Grosse recommandation. Madeline Miller écrit du point de vue de Circe ce que fut son existence, depuis sa naissance dans le palais d’Helios, le Titan du soleil, jusqu’à la conclusion des ramifications de l’année qu’Ulysse a passée avec elle. Ça explique ce qu’elle fait sur l’île d’Aiaia, parle de sa relation aux autres membres de sa famille, évoque un certain nombre de figures mythologiques, et je n’en dis pas plus pour ne rien divulgâcher. C’est bien écrit, féministe, intéressant, ça donne un point de vue original sur la mythologie grecque. Je vais aller me procurer The Song of Achilles, son autre livre.

Odyssée.

Nous partîmes fringants et pleins d’espoir, le passeport en bandoulière, le visa s’étalant fièrement à la vue de tous. L’obtention avait été tumultueuse, mais nous étions en règle, prêt à laisser de coté toute tracasserie administrative pour se focaliser sur la Science et les voyages. De quelle naïveté ne faisions nous pas preuve !
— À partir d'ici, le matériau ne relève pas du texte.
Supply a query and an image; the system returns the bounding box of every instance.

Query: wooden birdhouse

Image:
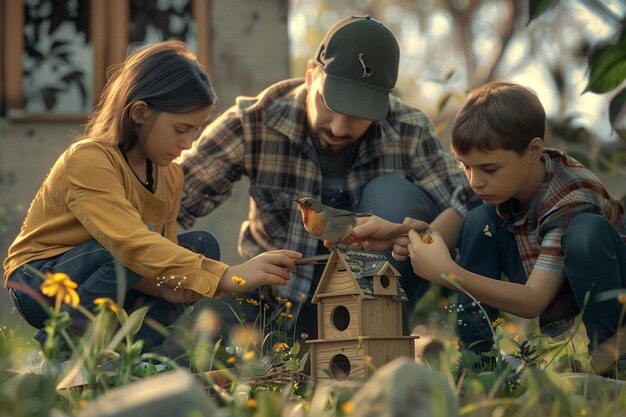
[306,247,418,381]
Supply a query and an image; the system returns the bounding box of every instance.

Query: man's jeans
[456,205,626,356]
[8,231,220,352]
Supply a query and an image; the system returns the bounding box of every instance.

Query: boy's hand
[219,250,302,294]
[405,229,454,281]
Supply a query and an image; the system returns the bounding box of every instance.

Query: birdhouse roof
[311,246,408,303]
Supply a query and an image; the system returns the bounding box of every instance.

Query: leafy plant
[529,0,626,130]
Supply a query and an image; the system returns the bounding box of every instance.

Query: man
[178,15,469,342]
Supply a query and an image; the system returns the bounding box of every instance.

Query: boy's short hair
[451,82,546,155]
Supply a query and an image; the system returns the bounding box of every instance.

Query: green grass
[1,281,625,417]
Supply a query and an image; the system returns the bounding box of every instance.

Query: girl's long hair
[83,40,217,152]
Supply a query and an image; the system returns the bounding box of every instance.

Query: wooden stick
[294,254,331,265]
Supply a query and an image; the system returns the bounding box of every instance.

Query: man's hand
[326,215,430,252]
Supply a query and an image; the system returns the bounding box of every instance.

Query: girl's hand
[219,250,302,294]
[405,229,455,281]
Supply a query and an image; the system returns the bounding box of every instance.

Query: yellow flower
[243,350,255,360]
[245,298,260,306]
[246,398,257,409]
[41,272,80,311]
[284,301,293,309]
[94,297,119,313]
[421,234,434,244]
[341,401,355,414]
[491,317,505,328]
[226,356,236,365]
[279,312,293,318]
[504,323,518,334]
[617,293,626,304]
[273,342,289,353]
[231,275,246,286]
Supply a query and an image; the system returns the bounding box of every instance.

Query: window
[1,0,211,121]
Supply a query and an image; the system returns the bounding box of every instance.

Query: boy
[345,82,626,377]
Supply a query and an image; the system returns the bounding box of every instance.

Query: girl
[4,41,301,351]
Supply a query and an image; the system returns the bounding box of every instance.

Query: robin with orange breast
[295,197,372,244]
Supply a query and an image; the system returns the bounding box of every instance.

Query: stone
[348,358,459,417]
[77,369,217,417]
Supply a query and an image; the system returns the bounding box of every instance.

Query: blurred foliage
[530,0,626,131]
[290,0,626,180]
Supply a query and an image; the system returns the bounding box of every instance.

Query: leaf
[117,307,130,326]
[527,0,560,25]
[437,92,453,114]
[444,68,456,81]
[298,350,310,372]
[290,340,301,356]
[609,86,626,129]
[585,35,626,94]
[126,306,150,337]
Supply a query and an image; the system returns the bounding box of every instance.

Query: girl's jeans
[456,204,626,358]
[8,231,220,352]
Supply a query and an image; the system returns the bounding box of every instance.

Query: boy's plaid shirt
[497,148,626,277]
[177,78,469,301]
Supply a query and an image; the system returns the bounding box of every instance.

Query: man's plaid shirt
[177,78,469,301]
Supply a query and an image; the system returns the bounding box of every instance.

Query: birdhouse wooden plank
[312,250,363,303]
[318,295,360,339]
[360,298,403,337]
[308,337,417,380]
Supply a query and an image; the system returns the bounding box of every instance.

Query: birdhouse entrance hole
[380,275,390,288]
[329,354,351,379]
[331,305,350,331]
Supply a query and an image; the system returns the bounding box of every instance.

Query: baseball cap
[314,15,400,121]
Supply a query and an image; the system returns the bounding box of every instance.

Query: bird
[295,197,372,243]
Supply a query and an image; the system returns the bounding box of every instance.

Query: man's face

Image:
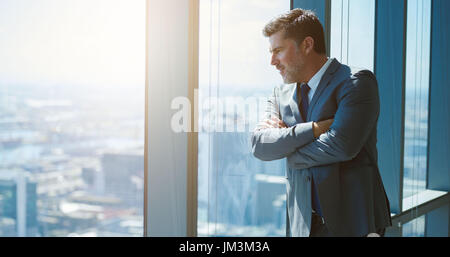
[269,30,305,84]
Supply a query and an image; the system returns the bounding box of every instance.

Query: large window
[197,0,290,236]
[0,0,145,236]
[330,0,375,71]
[402,0,431,204]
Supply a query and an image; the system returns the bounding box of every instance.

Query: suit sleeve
[251,86,315,161]
[287,71,380,169]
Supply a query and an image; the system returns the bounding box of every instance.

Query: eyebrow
[270,46,283,53]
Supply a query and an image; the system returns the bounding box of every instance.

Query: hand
[313,118,334,138]
[257,116,287,130]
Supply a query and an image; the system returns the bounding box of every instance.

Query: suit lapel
[307,59,341,120]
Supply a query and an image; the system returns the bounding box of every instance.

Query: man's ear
[303,36,315,55]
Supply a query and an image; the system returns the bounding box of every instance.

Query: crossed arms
[251,72,380,170]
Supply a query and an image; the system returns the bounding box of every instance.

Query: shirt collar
[307,58,333,94]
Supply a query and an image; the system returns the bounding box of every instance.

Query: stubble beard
[282,63,303,84]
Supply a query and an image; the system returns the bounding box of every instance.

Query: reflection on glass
[330,0,375,71]
[198,0,289,236]
[402,214,425,237]
[0,0,145,236]
[402,0,431,203]
[424,204,449,237]
[399,204,449,237]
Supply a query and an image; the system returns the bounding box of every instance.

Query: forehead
[269,30,286,45]
[269,30,294,49]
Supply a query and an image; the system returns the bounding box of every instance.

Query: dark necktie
[299,83,310,121]
[299,83,323,217]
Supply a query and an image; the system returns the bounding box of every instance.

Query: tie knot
[301,83,310,92]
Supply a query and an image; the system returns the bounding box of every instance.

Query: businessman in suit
[251,8,391,237]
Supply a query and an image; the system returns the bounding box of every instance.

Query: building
[102,150,144,212]
[0,170,38,236]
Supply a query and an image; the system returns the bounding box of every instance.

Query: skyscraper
[0,170,37,236]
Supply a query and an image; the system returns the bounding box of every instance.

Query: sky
[0,0,430,92]
[0,0,284,91]
[198,0,289,90]
[330,0,375,71]
[0,0,146,87]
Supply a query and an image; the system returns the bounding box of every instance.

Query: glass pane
[402,0,431,204]
[0,0,145,236]
[198,0,290,236]
[330,0,375,71]
[402,214,425,237]
[425,203,449,237]
[393,203,449,237]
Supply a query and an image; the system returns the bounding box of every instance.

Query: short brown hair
[263,8,326,54]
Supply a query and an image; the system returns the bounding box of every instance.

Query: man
[251,9,391,237]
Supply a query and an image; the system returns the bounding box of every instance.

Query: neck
[301,55,328,83]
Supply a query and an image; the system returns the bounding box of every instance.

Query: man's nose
[271,54,279,66]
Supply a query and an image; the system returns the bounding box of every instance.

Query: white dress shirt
[306,58,333,103]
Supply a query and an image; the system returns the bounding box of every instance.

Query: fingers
[325,119,334,129]
[271,117,287,128]
[255,120,275,130]
[313,118,334,137]
[256,117,287,130]
[256,123,270,130]
[318,118,334,130]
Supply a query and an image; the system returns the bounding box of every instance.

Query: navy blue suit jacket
[252,59,392,236]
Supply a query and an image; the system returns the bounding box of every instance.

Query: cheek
[279,53,292,65]
[282,55,297,69]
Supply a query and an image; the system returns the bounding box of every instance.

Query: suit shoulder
[351,70,377,84]
[346,69,378,91]
[335,69,379,101]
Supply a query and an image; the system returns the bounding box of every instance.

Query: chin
[281,73,296,84]
[283,77,294,84]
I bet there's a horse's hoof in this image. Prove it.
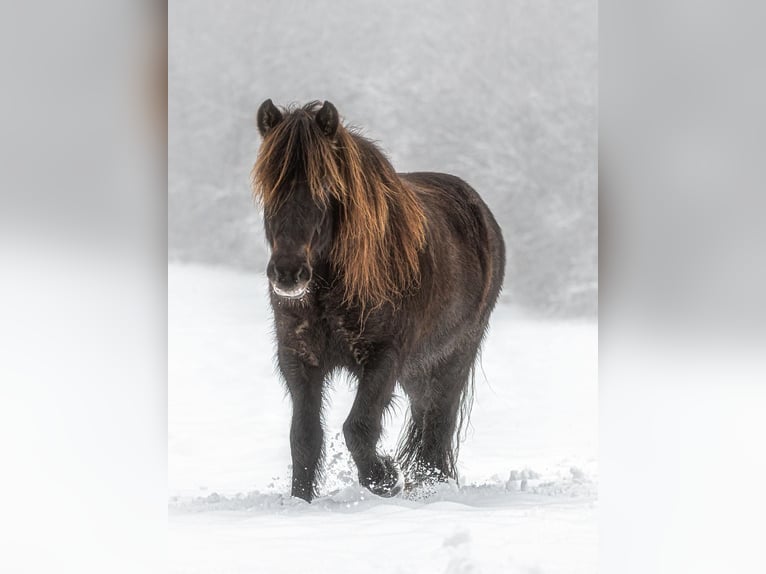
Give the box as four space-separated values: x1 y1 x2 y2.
362 456 403 498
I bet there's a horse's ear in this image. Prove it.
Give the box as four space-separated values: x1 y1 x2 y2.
315 101 339 138
257 99 283 137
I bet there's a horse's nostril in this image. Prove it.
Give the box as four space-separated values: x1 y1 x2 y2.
269 257 309 287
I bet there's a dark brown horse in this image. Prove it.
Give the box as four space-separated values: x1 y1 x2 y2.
252 100 505 502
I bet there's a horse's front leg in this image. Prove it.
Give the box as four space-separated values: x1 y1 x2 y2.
343 350 402 497
278 347 325 502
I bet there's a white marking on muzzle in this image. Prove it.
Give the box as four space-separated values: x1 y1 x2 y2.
272 283 308 299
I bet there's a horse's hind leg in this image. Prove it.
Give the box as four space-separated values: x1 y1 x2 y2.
398 347 476 485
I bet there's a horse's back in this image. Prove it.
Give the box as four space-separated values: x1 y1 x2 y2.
399 171 505 343
400 171 505 282
400 171 503 246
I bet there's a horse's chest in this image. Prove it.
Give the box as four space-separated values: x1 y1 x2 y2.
279 317 321 367
325 313 370 366
278 300 371 368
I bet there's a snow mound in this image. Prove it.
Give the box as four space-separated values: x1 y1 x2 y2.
169 466 597 516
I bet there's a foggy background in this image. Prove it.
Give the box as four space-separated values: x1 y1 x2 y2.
169 0 597 316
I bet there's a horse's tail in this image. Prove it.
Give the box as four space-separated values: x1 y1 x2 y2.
453 361 477 477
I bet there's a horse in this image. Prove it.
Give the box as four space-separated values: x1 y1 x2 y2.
251 100 505 502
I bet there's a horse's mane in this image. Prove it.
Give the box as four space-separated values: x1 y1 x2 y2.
252 102 426 309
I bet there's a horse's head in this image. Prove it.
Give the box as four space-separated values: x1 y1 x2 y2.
253 99 426 308
262 177 335 299
255 99 340 299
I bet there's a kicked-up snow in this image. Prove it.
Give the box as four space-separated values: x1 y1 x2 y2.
169 263 598 573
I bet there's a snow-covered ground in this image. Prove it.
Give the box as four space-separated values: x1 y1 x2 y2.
169 263 598 573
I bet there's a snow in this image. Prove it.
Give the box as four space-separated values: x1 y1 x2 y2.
169 263 597 573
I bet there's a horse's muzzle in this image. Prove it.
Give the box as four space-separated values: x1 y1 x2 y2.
271 282 308 299
267 258 311 299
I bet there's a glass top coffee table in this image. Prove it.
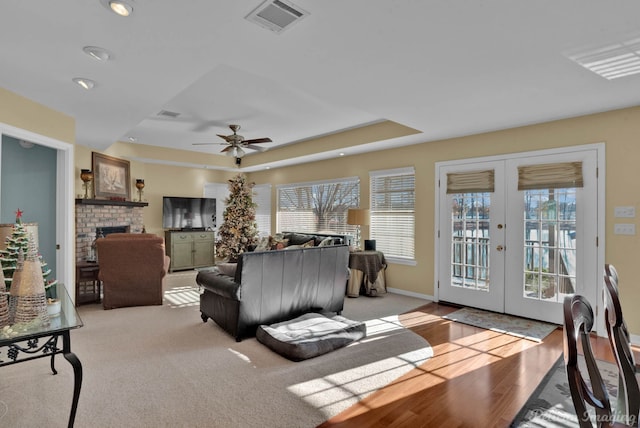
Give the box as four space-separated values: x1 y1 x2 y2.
1 282 84 427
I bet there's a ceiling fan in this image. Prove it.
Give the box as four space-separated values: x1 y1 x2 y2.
192 124 272 158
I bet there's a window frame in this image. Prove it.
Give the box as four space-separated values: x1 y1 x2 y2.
369 166 416 265
276 176 360 238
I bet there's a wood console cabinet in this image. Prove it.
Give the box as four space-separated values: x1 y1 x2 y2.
165 230 215 272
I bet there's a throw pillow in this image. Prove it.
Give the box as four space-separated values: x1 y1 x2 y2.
301 239 315 247
255 236 271 252
271 238 289 250
318 237 334 246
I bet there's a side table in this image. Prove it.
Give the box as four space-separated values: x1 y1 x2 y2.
76 261 101 305
347 250 387 297
0 282 84 427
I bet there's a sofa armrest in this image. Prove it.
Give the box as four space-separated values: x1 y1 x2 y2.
196 271 241 301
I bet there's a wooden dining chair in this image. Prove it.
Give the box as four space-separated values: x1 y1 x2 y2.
604 272 640 426
563 294 633 427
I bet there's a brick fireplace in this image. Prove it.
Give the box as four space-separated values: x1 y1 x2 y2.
75 199 147 263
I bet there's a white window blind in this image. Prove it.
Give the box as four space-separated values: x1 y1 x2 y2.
277 177 360 237
370 167 415 261
253 183 272 237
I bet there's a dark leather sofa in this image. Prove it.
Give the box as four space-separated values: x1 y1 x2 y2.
197 243 350 341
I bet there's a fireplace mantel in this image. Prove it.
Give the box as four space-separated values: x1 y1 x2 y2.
75 198 148 207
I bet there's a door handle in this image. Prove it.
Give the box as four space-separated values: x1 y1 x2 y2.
496 245 505 251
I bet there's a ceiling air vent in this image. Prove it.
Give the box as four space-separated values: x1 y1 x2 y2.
245 0 309 34
157 110 180 118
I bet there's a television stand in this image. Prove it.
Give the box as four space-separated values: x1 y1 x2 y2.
165 230 215 272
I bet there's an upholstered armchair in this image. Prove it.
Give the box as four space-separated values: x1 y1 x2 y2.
96 233 171 310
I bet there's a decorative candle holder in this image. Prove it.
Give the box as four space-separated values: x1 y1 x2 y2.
135 179 145 202
80 169 93 199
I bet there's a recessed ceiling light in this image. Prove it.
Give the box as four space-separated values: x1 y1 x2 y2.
83 46 111 62
100 0 133 17
127 136 137 143
339 152 345 156
72 78 96 90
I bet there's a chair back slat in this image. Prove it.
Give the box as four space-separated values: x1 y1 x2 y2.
603 265 640 426
564 295 620 427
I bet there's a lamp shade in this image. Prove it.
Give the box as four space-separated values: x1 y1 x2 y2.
347 208 370 226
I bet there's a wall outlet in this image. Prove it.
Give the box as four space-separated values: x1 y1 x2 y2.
614 206 636 218
614 223 636 235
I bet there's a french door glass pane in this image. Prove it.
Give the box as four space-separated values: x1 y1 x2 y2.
523 188 577 301
451 193 491 291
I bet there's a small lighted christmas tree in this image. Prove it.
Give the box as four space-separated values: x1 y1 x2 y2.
0 209 57 294
215 174 259 262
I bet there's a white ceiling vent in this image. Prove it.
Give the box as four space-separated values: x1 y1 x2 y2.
568 38 640 80
245 0 309 34
157 109 180 118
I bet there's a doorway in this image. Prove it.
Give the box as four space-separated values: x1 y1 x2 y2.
435 144 603 325
0 122 74 299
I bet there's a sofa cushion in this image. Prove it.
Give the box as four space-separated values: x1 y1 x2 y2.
283 232 316 246
256 313 366 361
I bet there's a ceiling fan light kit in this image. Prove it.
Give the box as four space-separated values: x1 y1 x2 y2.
193 124 273 158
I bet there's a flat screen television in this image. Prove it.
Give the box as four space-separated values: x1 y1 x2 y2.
163 196 216 230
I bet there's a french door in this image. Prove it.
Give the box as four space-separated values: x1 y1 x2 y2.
436 146 601 324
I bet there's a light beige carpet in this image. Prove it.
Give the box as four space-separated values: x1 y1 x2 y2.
0 272 432 428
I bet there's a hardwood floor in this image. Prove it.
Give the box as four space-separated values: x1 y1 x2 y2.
319 301 620 428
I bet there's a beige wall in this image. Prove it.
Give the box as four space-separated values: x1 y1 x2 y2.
4 85 640 334
249 106 640 333
74 143 236 237
0 87 74 143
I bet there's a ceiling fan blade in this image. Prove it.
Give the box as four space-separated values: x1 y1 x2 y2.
220 146 232 153
192 142 218 146
245 144 267 152
242 137 272 144
217 134 232 141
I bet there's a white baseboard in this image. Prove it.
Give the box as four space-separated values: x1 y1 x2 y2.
386 287 433 301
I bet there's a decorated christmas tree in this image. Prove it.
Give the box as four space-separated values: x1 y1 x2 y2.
0 209 57 294
215 174 259 262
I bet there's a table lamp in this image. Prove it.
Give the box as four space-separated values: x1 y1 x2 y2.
347 208 369 250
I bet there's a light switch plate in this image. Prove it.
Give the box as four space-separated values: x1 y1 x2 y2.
614 223 636 235
614 206 636 218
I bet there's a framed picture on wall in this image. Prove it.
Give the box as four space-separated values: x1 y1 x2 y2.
92 152 131 200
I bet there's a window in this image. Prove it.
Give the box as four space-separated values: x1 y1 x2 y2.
370 167 415 263
253 183 272 237
277 177 360 237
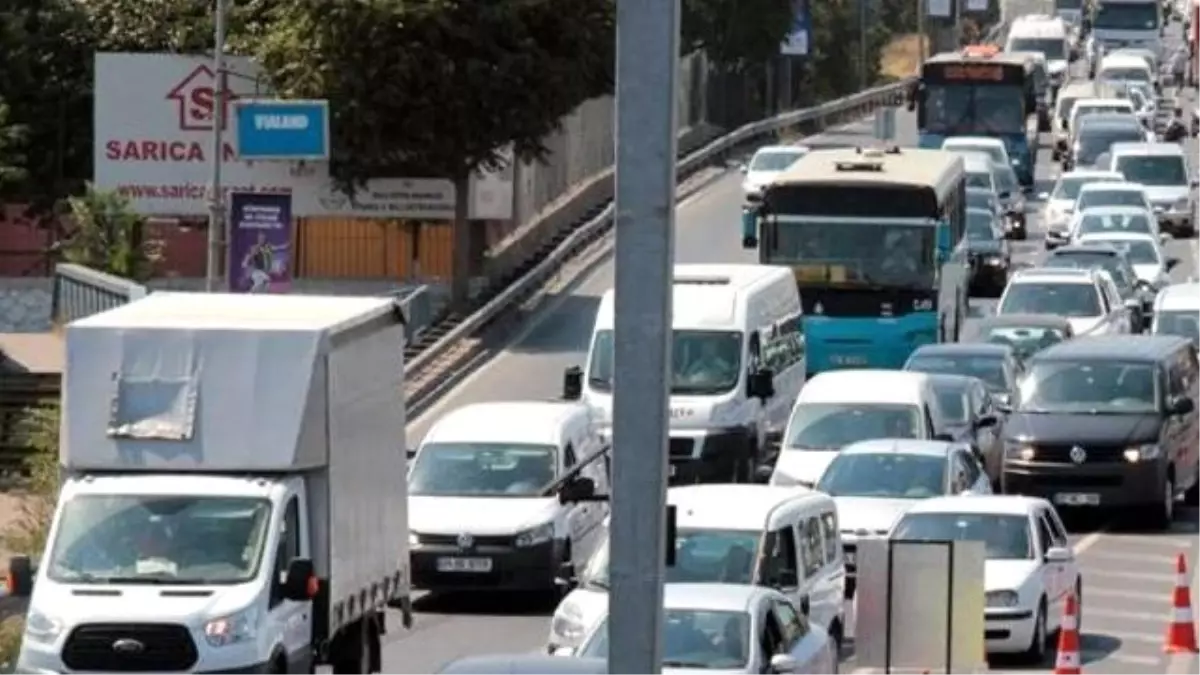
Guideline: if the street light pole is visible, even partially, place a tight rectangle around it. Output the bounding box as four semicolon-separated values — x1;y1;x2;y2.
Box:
205;0;228;292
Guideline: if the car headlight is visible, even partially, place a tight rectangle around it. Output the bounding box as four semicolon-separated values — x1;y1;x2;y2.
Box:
1123;444;1161;462
23;610;64;644
984;256;1005;267
1006;442;1036;461
742;182;761;196
515;521;555;548
986;590;1020;608
551;603;586;646
1011;157;1021;167
204;607;259;647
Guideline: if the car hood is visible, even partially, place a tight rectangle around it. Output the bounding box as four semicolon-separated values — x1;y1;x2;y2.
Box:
986;559;1042;593
1142;185;1189;205
1005;411;1161;445
771;449;839;487
744;170;782;192
834;497;921;534
410;496;560;536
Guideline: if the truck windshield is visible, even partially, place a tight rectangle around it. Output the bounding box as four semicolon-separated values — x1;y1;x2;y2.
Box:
892;513;1033;559
1094;2;1159;30
764;219;936;290
46;495;271;585
583;528;760;589
588;329;743;395
409;443;558;497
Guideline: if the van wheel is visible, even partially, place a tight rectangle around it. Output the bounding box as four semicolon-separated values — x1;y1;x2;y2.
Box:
1146;476;1175;530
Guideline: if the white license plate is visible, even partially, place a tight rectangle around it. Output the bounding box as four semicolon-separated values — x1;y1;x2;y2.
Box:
669;464;677;477
1054;492;1100;507
831;355;868;366
436;557;493;573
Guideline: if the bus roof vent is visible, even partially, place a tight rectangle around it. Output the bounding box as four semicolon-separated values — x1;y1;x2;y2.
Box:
673;275;731;286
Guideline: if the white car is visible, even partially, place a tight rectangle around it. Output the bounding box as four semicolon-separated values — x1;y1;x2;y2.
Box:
1065;204;1163;243
997;267;1134;337
1107;142;1197;238
570;583;839;674
1076;231;1179;287
1152;282;1200;345
889;495;1081;662
1073;181;1155;218
942;136;1016;176
1040;170;1126;247
741;145;810;197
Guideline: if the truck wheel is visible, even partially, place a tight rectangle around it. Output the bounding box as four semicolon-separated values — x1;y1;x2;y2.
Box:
332;619;380;674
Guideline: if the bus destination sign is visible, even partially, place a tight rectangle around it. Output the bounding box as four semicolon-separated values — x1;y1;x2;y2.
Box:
925;62;1020;84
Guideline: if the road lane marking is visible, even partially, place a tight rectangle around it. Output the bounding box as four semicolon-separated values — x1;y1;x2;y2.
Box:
1072;530;1105;554
1085;607;1171;623
1085;569;1178;584
1098;535;1197;548
1087;587;1179;603
1084;550;1192;564
1094;652;1166;667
Cette euphorie fut de courte durée. Sitôt arrivé, on nous signala, à demi-voix, l’existence du « Herrero », monstre mythique qui terrorisait le pays. Chaque nouvel arrivant devait se mesurer à lui et espérer en sortir indemne. Tel le Sphinx, le Herrero fonctionnait par énigmes. Il demandait au voyageur un tribut sous forme de parchemins difficiles à collecter, un certificat d’affiliation, une preuve de logement… Et refusait bien souvent des tributs pourtant conforme aux règles qu’il venait d’énoncer, son humeur changeante et capricieuse voulant désormais que tel parchemin soit présent deux fois ou signé de la main d’un vieux sage.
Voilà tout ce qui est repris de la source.